Sharpe ignored the question. “He isn’t there to collect forage. His job is to take the gonfalon, and he knows we’ll bring it to him. Whatever we plan, Major, he’s already thought of. He’s waiting for us! He’s ready for us!”

“You’re frightened of him.” Vivar leaned against the wall of the tower room where the map was kept. Firelight flickered in the courtyard below where a Spaniard sang a slow, sad song.

“I’m frightened of him,” Sharpe confirmed, “because he’s good. Too good.”

“He’s only good in attack. He can’t defend! When you attacked his ambush, and I attacked him in the farmyard, he wasn’t so clever, was he?”

“No,” Sharpe allowed.

“And now he’s trying to defend a city! He’s a chasseur, a hunter like a Cazador, and he’s no good at defence.” Vivar would brook no defeatism. “Of course we’ll win! Thanks to your ideas, we’ll win.”

The praise was calculated to elicit enthusiasm from Sharpe who had suggested an inside-out stratagem for the assault. The attack would not try to take the city house by house, or street by street, but instead it would strike fast and hard for the city’s centre. Then, split into ten parties, one party for each of the roads that broke the circuit of the ancient defences, the attackers would drive the French outwards towards the open country.“‘Let them get away!” Sharpe had argued. “So long as you take the city.”

If they took the city, which Sharpe doubted, they could hope to hold it for no more than thirty-six hours. Soult’s infantry, marching from Corunna and reinforced with the superb French artillery, would soon make mincemeat of the Major’s men. “I only need a day,” Vivar hesitated. “We capture it at dawn, we find the traitors by noon, we destroy the supplies, and that night we unfurl the gonfalon. The next day we leave in glory.”

Sharpe went to the narrow window. Bats, woken from their winter’s sleep by the arrival of soldiers in the fortress, flickered in the red light. The hills were dark. Somewhere on those black slopes Sergeant Harper led a patrol of Riflemen on a long, looping march. The patrol was not just to search for a bivouacking French cavalry patrol, but also to keep the men hard and accustom them to the vagaries of marching at night.
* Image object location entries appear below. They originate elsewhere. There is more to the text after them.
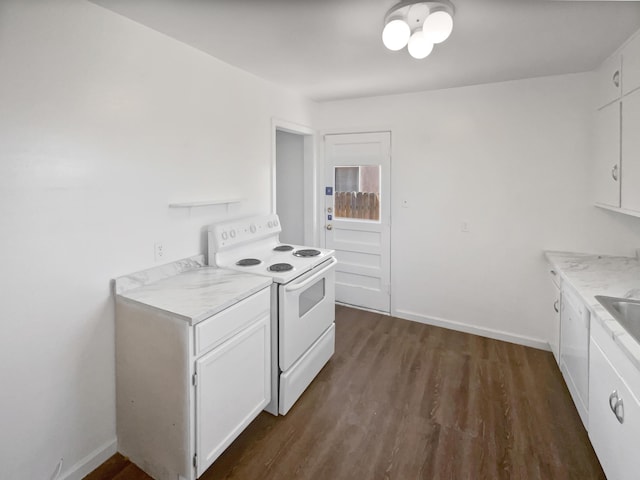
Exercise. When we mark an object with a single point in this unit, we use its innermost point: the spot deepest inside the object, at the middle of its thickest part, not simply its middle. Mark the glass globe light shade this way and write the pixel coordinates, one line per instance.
(419, 47)
(395, 34)
(438, 26)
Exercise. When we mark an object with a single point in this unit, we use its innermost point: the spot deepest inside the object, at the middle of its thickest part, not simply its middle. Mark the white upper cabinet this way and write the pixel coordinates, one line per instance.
(608, 78)
(607, 156)
(630, 188)
(631, 65)
(616, 165)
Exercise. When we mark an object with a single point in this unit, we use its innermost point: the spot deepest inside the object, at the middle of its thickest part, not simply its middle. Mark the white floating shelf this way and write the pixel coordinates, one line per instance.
(205, 203)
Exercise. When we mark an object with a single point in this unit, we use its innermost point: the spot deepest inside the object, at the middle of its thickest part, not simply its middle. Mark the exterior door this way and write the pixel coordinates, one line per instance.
(357, 216)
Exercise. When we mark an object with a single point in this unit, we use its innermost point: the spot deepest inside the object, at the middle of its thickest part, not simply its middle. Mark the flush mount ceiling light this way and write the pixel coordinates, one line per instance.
(418, 25)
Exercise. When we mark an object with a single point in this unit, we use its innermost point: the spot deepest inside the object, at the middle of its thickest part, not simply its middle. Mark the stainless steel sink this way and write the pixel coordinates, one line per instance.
(625, 311)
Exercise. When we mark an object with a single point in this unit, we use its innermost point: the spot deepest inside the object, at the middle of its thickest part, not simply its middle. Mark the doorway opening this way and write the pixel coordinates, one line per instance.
(294, 183)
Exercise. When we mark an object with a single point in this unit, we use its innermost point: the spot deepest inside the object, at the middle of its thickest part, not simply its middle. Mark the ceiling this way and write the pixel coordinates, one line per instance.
(332, 49)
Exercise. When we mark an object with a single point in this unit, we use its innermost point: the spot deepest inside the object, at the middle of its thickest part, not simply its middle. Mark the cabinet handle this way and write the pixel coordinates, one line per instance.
(617, 406)
(619, 411)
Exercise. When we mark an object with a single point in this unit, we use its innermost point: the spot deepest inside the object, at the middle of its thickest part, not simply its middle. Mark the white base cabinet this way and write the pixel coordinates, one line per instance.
(183, 392)
(554, 309)
(574, 351)
(614, 411)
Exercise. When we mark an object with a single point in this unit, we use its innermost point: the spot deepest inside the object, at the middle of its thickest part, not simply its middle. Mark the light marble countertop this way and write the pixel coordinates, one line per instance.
(188, 289)
(590, 275)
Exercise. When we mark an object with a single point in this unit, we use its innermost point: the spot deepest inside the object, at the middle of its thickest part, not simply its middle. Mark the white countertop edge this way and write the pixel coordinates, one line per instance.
(144, 277)
(619, 335)
(205, 313)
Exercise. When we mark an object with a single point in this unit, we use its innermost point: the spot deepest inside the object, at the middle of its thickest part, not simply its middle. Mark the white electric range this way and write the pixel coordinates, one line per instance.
(302, 299)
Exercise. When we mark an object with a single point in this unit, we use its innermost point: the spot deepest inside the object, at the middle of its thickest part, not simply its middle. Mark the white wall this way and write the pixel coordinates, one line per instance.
(290, 183)
(512, 159)
(103, 122)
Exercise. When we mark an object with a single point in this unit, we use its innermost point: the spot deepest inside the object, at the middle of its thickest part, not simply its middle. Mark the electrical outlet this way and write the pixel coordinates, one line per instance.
(158, 249)
(58, 469)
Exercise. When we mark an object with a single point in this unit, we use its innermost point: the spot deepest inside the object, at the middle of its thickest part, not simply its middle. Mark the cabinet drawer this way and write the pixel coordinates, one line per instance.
(220, 327)
(614, 418)
(616, 356)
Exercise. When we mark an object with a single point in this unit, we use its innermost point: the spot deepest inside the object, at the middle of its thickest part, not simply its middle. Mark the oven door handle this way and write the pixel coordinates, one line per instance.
(306, 282)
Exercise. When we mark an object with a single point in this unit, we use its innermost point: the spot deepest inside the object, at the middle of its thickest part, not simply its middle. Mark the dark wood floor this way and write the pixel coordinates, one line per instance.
(402, 400)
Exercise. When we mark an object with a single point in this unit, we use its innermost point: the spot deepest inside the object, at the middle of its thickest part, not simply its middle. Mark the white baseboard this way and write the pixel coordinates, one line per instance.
(88, 464)
(358, 307)
(475, 330)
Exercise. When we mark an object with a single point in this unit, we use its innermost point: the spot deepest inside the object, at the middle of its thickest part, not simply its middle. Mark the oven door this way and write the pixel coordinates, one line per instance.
(306, 308)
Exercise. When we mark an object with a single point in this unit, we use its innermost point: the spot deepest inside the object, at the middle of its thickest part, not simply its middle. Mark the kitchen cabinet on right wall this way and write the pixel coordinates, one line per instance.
(630, 187)
(617, 148)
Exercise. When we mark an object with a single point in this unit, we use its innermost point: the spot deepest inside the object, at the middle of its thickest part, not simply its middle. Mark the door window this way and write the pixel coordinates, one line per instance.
(357, 192)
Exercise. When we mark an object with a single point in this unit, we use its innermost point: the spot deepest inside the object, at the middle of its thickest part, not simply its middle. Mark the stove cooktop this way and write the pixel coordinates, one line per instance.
(252, 245)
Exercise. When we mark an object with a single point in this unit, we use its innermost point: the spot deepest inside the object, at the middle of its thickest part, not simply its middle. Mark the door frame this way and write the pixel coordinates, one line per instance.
(311, 226)
(321, 196)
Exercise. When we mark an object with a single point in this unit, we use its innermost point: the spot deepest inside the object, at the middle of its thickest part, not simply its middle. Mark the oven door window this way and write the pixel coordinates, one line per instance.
(310, 297)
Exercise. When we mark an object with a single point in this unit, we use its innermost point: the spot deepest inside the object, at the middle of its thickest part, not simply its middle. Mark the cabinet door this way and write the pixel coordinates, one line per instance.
(614, 440)
(574, 351)
(631, 63)
(234, 385)
(630, 187)
(608, 81)
(607, 156)
(553, 309)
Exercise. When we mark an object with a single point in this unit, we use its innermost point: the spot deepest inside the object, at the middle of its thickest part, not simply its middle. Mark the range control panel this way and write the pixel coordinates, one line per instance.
(243, 230)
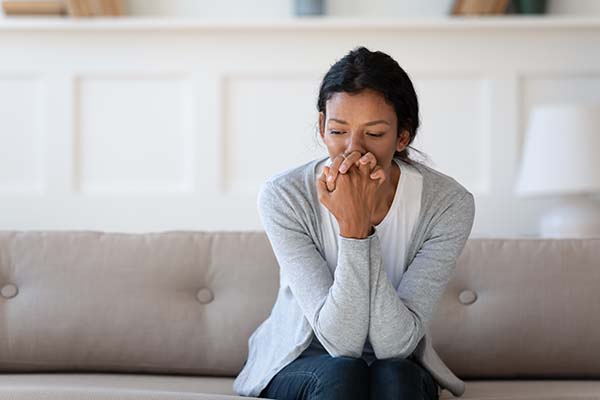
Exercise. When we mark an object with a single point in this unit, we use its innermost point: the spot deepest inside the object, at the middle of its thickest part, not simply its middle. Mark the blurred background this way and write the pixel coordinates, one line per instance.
(155, 115)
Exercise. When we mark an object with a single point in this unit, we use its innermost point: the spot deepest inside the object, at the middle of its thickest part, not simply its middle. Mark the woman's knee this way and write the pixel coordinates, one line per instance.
(342, 378)
(401, 377)
(397, 368)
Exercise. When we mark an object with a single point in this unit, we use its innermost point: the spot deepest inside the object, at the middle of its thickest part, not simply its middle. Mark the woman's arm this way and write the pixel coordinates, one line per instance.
(337, 308)
(398, 319)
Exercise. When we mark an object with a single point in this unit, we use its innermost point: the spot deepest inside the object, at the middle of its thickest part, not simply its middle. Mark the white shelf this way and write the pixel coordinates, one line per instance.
(300, 23)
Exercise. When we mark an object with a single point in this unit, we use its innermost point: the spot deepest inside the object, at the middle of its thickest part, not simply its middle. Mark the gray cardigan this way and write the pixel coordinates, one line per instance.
(358, 300)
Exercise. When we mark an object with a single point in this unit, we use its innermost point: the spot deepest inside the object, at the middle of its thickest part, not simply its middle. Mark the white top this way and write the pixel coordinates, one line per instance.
(394, 231)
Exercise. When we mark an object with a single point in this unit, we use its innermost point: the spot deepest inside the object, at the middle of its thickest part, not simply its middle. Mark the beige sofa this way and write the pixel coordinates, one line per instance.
(167, 315)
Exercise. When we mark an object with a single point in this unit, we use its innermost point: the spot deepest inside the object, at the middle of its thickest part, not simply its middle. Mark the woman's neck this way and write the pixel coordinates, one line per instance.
(387, 194)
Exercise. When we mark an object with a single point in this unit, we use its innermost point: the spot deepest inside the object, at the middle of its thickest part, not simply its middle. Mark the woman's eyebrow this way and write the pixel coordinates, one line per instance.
(379, 121)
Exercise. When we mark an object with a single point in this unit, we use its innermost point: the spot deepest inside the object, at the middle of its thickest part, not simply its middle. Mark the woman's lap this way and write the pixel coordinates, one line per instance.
(325, 377)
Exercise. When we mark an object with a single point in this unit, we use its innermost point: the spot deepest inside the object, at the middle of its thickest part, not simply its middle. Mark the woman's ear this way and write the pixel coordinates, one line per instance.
(321, 124)
(403, 140)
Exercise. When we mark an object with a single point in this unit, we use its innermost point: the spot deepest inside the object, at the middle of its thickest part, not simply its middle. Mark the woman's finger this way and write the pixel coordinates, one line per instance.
(350, 159)
(378, 174)
(370, 159)
(333, 171)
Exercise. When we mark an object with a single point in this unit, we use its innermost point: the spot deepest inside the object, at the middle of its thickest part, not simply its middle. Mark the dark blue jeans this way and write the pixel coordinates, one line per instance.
(322, 377)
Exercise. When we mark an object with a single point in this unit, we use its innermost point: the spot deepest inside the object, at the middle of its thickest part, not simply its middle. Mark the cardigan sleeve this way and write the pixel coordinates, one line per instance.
(398, 319)
(337, 308)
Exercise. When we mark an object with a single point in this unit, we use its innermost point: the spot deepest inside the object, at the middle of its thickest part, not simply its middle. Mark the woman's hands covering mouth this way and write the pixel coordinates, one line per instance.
(348, 190)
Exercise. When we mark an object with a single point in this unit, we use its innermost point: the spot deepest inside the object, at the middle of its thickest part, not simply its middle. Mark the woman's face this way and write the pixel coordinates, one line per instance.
(361, 122)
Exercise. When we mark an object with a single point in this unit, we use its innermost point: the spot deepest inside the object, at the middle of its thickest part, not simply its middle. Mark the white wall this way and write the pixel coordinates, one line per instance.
(154, 125)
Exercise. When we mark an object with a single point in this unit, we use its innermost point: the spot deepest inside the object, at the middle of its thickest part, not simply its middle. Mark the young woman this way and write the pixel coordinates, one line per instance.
(366, 240)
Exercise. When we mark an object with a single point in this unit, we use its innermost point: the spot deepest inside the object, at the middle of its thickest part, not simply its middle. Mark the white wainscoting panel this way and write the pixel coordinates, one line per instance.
(153, 124)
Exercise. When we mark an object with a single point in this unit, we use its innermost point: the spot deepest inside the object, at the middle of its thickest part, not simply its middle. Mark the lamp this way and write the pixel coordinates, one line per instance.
(561, 158)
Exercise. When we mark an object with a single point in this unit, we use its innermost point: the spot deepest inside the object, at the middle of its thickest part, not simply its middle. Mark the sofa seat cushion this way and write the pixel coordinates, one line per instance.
(528, 390)
(109, 385)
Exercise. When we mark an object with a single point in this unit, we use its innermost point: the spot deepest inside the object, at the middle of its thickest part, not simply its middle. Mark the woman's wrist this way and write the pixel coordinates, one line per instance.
(356, 232)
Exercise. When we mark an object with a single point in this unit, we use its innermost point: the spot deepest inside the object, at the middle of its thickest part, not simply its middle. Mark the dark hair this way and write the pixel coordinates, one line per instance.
(363, 69)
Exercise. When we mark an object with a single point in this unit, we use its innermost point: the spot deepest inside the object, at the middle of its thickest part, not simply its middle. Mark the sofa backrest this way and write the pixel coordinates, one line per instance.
(171, 302)
(184, 302)
(536, 309)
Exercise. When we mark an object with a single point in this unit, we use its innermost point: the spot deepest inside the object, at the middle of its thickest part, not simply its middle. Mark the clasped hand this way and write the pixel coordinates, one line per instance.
(348, 189)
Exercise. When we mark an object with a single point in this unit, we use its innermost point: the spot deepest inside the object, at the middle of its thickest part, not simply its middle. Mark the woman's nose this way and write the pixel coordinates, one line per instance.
(355, 143)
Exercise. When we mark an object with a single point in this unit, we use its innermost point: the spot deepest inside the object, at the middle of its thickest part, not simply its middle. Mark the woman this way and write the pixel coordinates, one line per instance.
(366, 240)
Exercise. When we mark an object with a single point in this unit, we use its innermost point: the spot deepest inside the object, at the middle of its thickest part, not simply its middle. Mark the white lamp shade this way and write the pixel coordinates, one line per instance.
(561, 154)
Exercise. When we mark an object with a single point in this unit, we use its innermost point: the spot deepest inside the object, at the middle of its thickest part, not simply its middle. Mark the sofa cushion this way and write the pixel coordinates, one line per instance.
(528, 390)
(523, 308)
(169, 302)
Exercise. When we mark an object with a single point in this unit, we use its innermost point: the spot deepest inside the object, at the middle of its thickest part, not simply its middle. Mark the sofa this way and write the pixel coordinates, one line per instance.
(167, 315)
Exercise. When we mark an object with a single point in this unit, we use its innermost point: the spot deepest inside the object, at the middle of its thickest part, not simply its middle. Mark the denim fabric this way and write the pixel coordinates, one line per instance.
(318, 376)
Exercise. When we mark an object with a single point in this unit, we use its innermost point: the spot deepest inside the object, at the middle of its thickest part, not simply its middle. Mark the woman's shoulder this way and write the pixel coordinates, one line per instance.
(435, 181)
(294, 185)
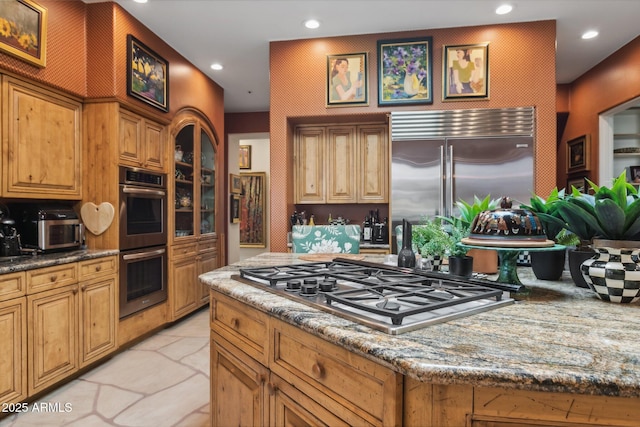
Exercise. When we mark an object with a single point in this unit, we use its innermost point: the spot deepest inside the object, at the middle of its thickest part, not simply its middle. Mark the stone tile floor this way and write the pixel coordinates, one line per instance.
(161, 381)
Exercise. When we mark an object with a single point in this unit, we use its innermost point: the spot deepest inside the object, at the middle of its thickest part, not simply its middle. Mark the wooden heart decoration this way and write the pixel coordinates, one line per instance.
(97, 218)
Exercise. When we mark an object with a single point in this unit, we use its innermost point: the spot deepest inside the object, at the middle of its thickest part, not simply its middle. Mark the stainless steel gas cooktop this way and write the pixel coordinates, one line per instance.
(385, 298)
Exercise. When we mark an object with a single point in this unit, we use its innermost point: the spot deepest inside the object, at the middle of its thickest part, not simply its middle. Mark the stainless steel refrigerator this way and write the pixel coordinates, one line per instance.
(440, 157)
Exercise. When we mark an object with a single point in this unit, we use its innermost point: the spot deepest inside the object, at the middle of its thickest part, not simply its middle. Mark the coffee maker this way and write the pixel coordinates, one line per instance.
(9, 237)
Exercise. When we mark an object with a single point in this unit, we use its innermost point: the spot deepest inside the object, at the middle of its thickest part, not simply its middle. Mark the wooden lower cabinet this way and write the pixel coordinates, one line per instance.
(268, 372)
(188, 261)
(323, 388)
(52, 336)
(67, 320)
(13, 350)
(238, 386)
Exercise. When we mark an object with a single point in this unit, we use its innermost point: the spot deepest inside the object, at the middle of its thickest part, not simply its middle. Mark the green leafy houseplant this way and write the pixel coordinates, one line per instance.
(431, 239)
(611, 213)
(547, 210)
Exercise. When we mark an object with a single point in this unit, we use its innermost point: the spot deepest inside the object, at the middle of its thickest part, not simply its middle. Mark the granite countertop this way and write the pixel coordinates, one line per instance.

All of Vivar’s small force, including the half-trained volunteers, would have to make such a journey and, having seen what chaos a night march could inflict on troops, Sharpe flinched inwardly. He thought, too, of the dreadful odds. There were two thousand French cavalrymen in Santiago de Compostela. Not all would be there when Vivar attacked; some would be bivouacking in the farmlands which they pillaged, but there would still be a mighty preponderance of enemy.

Against whom would march fifty Riflemen, one hundred and fifty Cazadores of whom only a hundred had horses, and close to three hundred half-trained volunteers.

Madness. Sharpe turned on the Spaniard. “Why don’t you wait till the French have marched south?”

“Because to wait wouldn’t make a story which will be told in every Spanish tavern. Because I have a brother who must die. Because, if I wait, I will be thought as spineless as the other officers who’ve fled south. Because I’ve sworn to do it. Because I cannot believe in defeat. No. We go soon, we go very soon.” Vivar was almost speaking to himself, staring down at the charcoal marks which showed the French defences. “Just as soon as our volunteers are ready, we go-‘

Sharpe said nothing. The truth was that he now believed that the attack was madness, but it was a madness he had helped to plan and sworn to support.

Just as the innocent scrabbling of an unfledged owlet in an attic could be turned by a child’s dread into the night-steps of a fearful monster, so Sharpe let his fears feed and grow as the days passed.

He could tell no one of his certainty that the assault would end in disaster. He did not want to earn Vivar’s scorn by such an admission, and there was no one else in whom he could confide. Harper, like the Spanish Major, seemed imbued by a blithe confidence that the attack would work. “Mind you, sir, the Major will have to wait another week.”